Nortan Intee Rubbers (P) Ltd. v. Neyveli Lignite Corporation
2012-03-30
M.Y.EQBAL
body2012
DigiLaw.ai
Judgment :- 1. The Petitioner has moved the present Revision Petition with a prayer to set aside the order dated 23.08.2011 made in Memo in Arbitration O.P.No.87 of 2010 on the file of the Principal District Judge, Cuddalore, whereby the learned Principal District Judge dismissed the Memo filed by the Petitioner herein holding that there is neither any bar nor any prohibition in respect of territorial jurisdiction for the District Court at Cuddalore to proceed with the pending Arbitration Original Petition. 2. The short facts, which are relevant and necessary for the disposal of this Revision Petition is quoted herein below: It is stated that the 1st Respondent – Neyveli Lignite Corporation, which is a Public Sector Undertaking, floated a ‘limited tender’ for the procurement of different sizes of Butyle Tubes during the year 1998. The Petitioner-Company, which is engaged in the business of production and supply of components involved in the manufacture of type tubes, was the successful bidder for two contracts. Accordingly, two purchase orders containing agreed terms and conditions of the contract were issued to the Petitioner-Company. The first Purchase Order was dated 21.09.1998, and it was for the supply of 1600 Nos. of 9.00 x 20 butyle tubes. The total value was for Rs.7.60 lakhs. The delivery schedule was for “bulk supply” to be effected on or before 31.10.1998. The second Purchase Order was dated 29.09.1998 and it was for the supply of 290 Nos. of 6.00 x 16 butyle tubes for a total value of Rs.43,500/-. The price agreed is firm till the entire supply is effected. As far as the second Purchase Order is concerned the Petitioner had effected the supplies within time. However, regarding the first Purchase Order dated 21.09.1998 the Petitioner failed to effect supply in time and sought for time and upward revision in the price, for which the 1st Respondent herein did not agree, but in turn the 1st Respondent by its letter dated 20.10.1998 impressed upon the Petitioner-Company about the urgent need of the materials and required it to complete the supplies within the stipulated time. There was no response from the Petitioner-Company.

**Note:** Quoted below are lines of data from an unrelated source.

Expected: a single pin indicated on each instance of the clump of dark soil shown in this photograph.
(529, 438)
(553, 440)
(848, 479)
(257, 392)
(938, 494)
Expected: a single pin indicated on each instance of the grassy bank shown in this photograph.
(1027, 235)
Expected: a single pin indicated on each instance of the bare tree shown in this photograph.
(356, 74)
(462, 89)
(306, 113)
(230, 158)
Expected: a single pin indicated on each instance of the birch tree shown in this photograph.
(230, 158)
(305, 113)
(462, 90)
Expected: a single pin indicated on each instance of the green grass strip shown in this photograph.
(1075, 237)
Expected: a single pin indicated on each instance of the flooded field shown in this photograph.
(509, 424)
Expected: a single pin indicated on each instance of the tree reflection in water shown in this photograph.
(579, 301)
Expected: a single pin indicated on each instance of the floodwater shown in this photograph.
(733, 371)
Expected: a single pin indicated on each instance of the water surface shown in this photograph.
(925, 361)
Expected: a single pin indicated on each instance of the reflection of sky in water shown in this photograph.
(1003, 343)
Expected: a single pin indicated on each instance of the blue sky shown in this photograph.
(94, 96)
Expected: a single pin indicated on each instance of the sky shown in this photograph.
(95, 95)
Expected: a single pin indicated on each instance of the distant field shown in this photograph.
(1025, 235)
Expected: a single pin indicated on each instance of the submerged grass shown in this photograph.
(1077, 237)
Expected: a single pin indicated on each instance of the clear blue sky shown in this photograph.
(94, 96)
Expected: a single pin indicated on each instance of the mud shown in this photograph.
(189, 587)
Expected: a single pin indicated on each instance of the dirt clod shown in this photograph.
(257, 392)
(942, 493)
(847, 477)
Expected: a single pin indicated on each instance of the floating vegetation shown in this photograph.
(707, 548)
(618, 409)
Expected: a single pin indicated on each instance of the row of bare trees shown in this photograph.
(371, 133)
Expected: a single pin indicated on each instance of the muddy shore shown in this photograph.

There was no response from the Petitioner-Company. Hence, by another communication dated 10.12.1998 the 1st Respondent intimated the Petitioner-Company to complete the supplies on or before 24.12.1998 and it was also made clear in that letter that failure to supply the materials in time would result in cancellation of the first Purchase Order at the risk and cost of the Petitioner-Company. Even thereafter, the Petitioner-Company did not take any steps to supply the materials. In view of the urgency, the 1st Purchase Order was cancelled and the materials were procured through other agencies invoking the risk purchase clause. An extra expenditure of Rs.1,83,989.60 was incurred by the 1st Respondent on account of this. A demand to remit the extra expenditure was also made to the Petitioner-Company, but it remained silent. Thereafter, by communication dated 02.11.1999 the Petitioner-Company was informed that an amount of Rs.43,500/- payable under the 2nd purchase order to it, has been set off, as against the amount of Rs.1,83,989.60 due to the 1st respondent, and the Petitioner-Company was required to remit the balance amount of Rs.1,40,489.60 immediately. The Petitioner-Company did not oppose or object to the setting off of the sum of Rs.43,500/-, nor did it remit the balance amount of Rs.1,40,489/-. It did not initiate any legal action for the recovery of the said amount of Rs.43,500/-. While being so, suddenly in the year 2009 i.e., after the lapse of nearly 10 years the Petitioner-Company filed a Claim Petition before the 2nd Respondent – Council under the provisions of Micro, Small and Medium Enterprises Development Act, 2006 (in short MSMED Act) claiming the said amount of Rs.43,500/-with interest. The 2nd Respondent – Council allowed the Claim Petition, as prayed for, by its Award dated 08.03.2010. Being aggrieved by the said Award the 1st respondent filed an Arbitration Original Petition being O.P.No.87 of 2010 before the District Court at Cuddalore. In that original Petition, the Petitioner-Company has raised a preliminary issue regarding the territorial jurisdiction of the District Court at Cuddalore to entertain the Original Petition. According to the Petitioner-Company, since, the impugned Award dated 08.03.2010 was passed by the 2nd Respondent-Council at Chennai the Original Petition challenging the said Award should be moved before the Courts at Chennai and not at Cuddalore.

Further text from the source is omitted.